It’s a drastic step, but the government should have acted sooner, said Márius Kopcsay in SME (Bratislava). A party like Kotleba’s “has no place in any civilised country”. Its supporters are skinheads who wear Nazi regalia and shout “sieg heil” at rallies; until elected governor, Kotleba used to strut around in a black uniform. He and his crew deny the Holocaust, “cynically mock its victims”, and fuel hatred of other religions and ethnic groups;

for instance, by proposing semi-official vigilante patrols be set up in Roma areas. A ban may be legally justified, but that doesn’t mean it will work, said Peter Morvay in Denník N (Bratislava). Kotleba has faced bans before: a party he founded previously, Slovak Togetherne­ss, was dissolved in 2006, but he simply came up with a new one. As long as he fills a need, he’ll do well. His supporters, many of them first-time voters in depressed areas, yearn for “strongman” rule. And they can’t just be wished away by decree. Bavaria outlawed Hitler’s Nazis in the 1920s – that didn’t stop them gaining power.

The Slovak political scene is a “shabby mess” of corrupt politician­s who’ve lost voters’ trust, said Martin Ehl on Transition­s Online (Prague).
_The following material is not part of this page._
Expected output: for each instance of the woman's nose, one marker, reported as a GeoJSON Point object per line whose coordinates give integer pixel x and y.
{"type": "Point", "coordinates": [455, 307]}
Fortunatel­y, it also has a rich history of civic activism. In the 1990s, Slovakia was dominated by the threetime prime minister Vladimír Meciar, an autocrat with links to organised crime, who clearly hoped to make himself dictator. But he was eventually seen off, largely thanks to initiative­s by ordinary Slovaks who raised cash and organised rallies. That’s happening again. Activists have been engaging with Kotleba’s supporters to try to dissuade them: in April, thousands took part in an anti-fascist protest in Bratislava, organised by two 18-year-olds. Will any of this stem the neo-nazi tide? We’ll only know after the regional elections in November.